農場HACCPの認証基準に関する文書には、その農場の、作業マニュアルやチェックシート、報告・連絡・相談のいわゆるホウレンソウを確実にするための計画、作業に従事するスタッフ全員のスキルアップの取り組みなど、安全・安心をより高いレベルで実現するための、多数の項目が網羅されています。
認証基準を満たすように、農場内のルールを決めるためには、分厚い書類集を整えなくてはいけません。
この文書を見ながら、実際に農場に足を運んで、3人の審査員がチームを組んで、認証基準が適切に遵守されているかどうかを審査することになります。
この審査が通ると、晴れて農場HACCP認証を取得できます。
私は、今回の審査が初めてなので、ベテランの先生と一緒に参加します。
酪農については、一通りの知識と経験を持っていますが、豚については初めてなので、一から勉強です。

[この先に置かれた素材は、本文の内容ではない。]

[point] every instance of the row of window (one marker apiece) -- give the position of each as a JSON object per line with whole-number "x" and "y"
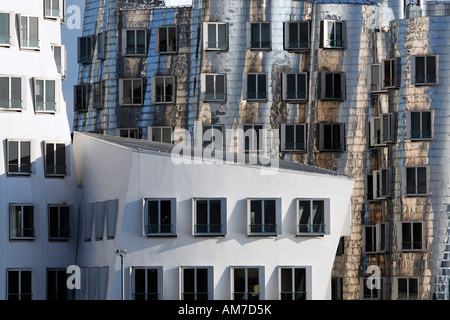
{"x": 197, "y": 283}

一方で、農場の労務的な運営や、会議の進め方、アクシデント時の緊急対応などは、私も農場教員が長かったので、動物種は異なっても、この辺の流れについてはイメージができます。
文書を読み込んだところ、農場運営に関しては、酪農場と比べて、養豚場の方が、シビアで、シスマチックだとういうことがわかりました。
万頭単位のブタを飼育する、巨大農場を運営するためには、そこのところをきっちりと取り組む必要があるのですね。
養豚業界の、低コストでありながら、安心・安全な豚肉を、消費者に届けるための、猛烈な努力を目の当たりにしました。
日頃、私たち消費者は、養豚場を訪問することはありません。
ですが、日本の養豚場は、極めて高いレベルで衛生管理をしていて、豚を健康に育てていることが、垣間見えました。
豚を健康に飼うことは、消費者のためでもあり、経営にとっても重要なポイントになります。
さらに、農場HACCPのシステムでは、従業員の頑張りについても、客観的に評価することが求められるので、働くモチベーションがアップします。
もし、スーパーで農場HACCP認証取得をした農場で生産された豚肉をみたら、その豚は極めて安全で、意識と技術の高いスタッフが運営している農場で生産されたと、考えて間違いないでしょう。
もちろん、お肉になったブタも快適な環境で飼われていたことが保証されます。
農場HACCP認証を得るためには、コストの面でも、その準備や運営にかける労力面でも、並大抵ではありません。
意識の高い農場の畜産物を食べて、ハッピーになりましょう。